2. A fire suppression method as in claim 1 in which the mist flows
from a water fountain plume created by the providing of the high
frequency pressure wave to the water reservoir.
3. A fire suppression method as in claim 1 in which the mist is
generated at ambient pressure.
4. A fire suppression method as in claim 1 in which the mist is
introduced to a flow of carrier medium to create a mass of the mist
and carrier medium having a sufficient proportion of mist to cool
and suppress the fire.
5. A fire suppression method as in claim 4 in which the carrier
medium is air.
6. A fire suppression method as in claim 4 in which the carrier
medium includes an inert gas.
7. A fire suppression method as in claim 6 in which the inert gas
is nitrogen.
8. A fire suppression method as in claim 6 in which the inert gas
is carbon dioxide.
9. A fire suppression method as in claim 4 in which the flow of the
carrier medium is created by propelling the carrier medium by a
fan.
10. A fire suppression method as in claim 4 in which the flow of
the carrier medium is created by propelling the carrier medium by
pressure.
11. A fire suppression method as in claim 2 in which the mist is
introduced to a flow of carrier medium to create a mass of the mist
and carrier medium having a sufficient proportion of the mist to
cool and suppress the fire and the flow of the carrier medium is
tangential to the water fountain plume so as not to significantly
disturb the water fountain plume.
12. A fire suppression method as in claim 1 in which the high
frequency pressure wave is a sound wave.
13. A fire suppression method as in claim 1 in which the high
frequency pressure wave is generated by converting electronic
oscillations to mechanical vibrations.
14. A fire suppression method as in claim 1 in which the high
frequency pressure wave is generated by a piezoelectric
transducer.
15. A fire suppression method as in claim 1 in which the high
frequency pressure wave is variable.
16. A fire suppression method as in claim 1 in which the high
frequency pressure wave is generated by a laser device.

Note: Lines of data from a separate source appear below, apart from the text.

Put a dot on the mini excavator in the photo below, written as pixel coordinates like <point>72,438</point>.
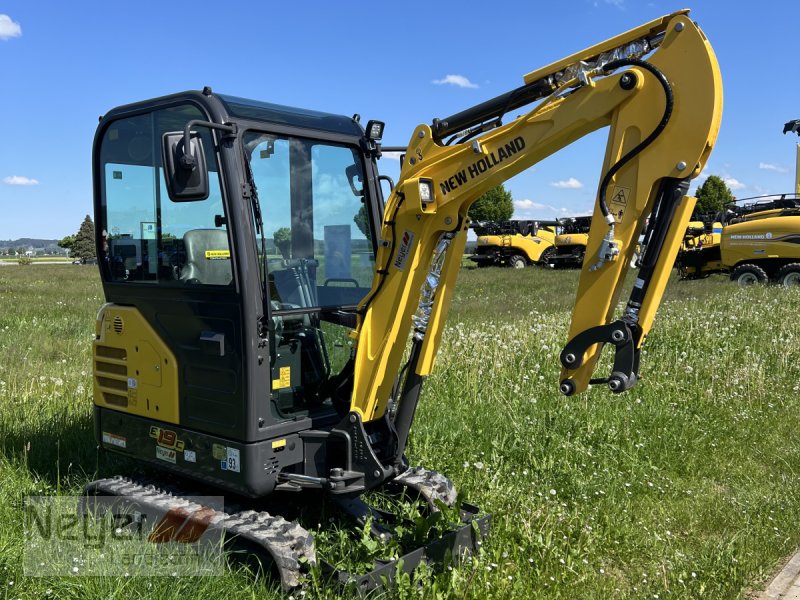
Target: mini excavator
<point>270,321</point>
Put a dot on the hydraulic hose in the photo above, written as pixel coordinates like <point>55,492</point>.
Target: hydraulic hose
<point>670,100</point>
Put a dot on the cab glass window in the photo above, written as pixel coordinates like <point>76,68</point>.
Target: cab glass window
<point>148,238</point>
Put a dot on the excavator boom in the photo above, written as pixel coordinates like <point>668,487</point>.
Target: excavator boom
<point>657,88</point>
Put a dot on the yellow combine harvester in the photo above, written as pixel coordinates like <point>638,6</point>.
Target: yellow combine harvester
<point>755,240</point>
<point>571,242</point>
<point>515,244</point>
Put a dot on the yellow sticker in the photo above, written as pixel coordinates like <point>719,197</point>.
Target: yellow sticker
<point>284,379</point>
<point>219,452</point>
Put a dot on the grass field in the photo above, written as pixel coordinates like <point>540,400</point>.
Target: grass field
<point>687,486</point>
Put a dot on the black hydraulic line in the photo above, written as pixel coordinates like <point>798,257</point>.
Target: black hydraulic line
<point>670,100</point>
<point>385,270</point>
<point>409,398</point>
<point>669,195</point>
<point>493,108</point>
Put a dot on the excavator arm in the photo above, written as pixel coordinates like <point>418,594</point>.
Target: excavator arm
<point>657,88</point>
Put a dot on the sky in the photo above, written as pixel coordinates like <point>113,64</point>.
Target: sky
<point>63,64</point>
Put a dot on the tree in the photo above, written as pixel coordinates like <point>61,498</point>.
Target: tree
<point>67,242</point>
<point>83,244</point>
<point>712,196</point>
<point>494,205</point>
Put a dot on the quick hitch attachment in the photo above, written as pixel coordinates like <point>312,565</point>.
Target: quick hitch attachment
<point>624,373</point>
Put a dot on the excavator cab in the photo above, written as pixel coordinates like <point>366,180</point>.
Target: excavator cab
<point>236,239</point>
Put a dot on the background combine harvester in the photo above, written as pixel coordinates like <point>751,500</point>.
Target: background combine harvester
<point>571,242</point>
<point>755,240</point>
<point>515,244</point>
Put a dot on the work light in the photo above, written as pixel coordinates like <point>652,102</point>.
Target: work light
<point>375,130</point>
<point>425,190</point>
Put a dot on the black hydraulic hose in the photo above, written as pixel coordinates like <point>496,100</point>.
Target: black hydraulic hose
<point>385,271</point>
<point>670,101</point>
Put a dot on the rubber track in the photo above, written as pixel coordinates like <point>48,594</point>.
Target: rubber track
<point>285,542</point>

17. A fire suppression method as in claim 14, which includes the
providing power to the piezoelectric transducer by connecting the
piezoelectric transducer to a portable power source.
18. A fire suppression method as in claim 1 in which the step of
directing the mist toward the base of the fire includes introducing
the mist near the base.
19. A fire suppression method as in claim 1 in which the high
frequency pressure wave has a frequency of at least 2.5 MHz.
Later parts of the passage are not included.